How do capture groups work in replacements?
Capture groups are defined by parentheses in the regex pattern. Each group is numbered left-to-right starting from 1. In the replacement string, use $1, $2, etc. to reference captured text. Example: Find '(\w+), (\w+)' with Replace '$2 $1' transforms 'Doe, John' to 'John Doe'.
Why do special characters need escaping?
In regex mode, characters like ., *, +, ?, [, ], (, ), ^, $, |, \ have special meanings. To match them literally, escape with backslash: \. matches a literal dot, \* matches an asterisk. In literal mode, these characters are treated as-is without escaping.

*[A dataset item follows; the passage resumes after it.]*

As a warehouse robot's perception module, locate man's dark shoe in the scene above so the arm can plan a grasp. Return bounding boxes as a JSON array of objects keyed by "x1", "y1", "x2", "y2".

Is the replacement case-sensitive?
Yes, matching is case-sensitive by default. 'hello' does not match 'Hello' or 'HELLO'. For case-insensitive regex matching, use the (?i) flag at the pattern start or character classes like [Hh]ello. Literal mode has no built-in case-insensitive option.
What happens with empty replacement text?
An empty replacement string deletes all matched text. This is useful for removing unwanted patterns: use \s+ to collapse multiple spaces, \d+ to remove all numbers, or [^\w\s] to strip punctuation. The matches are replaced with nothing, effectively deleting them.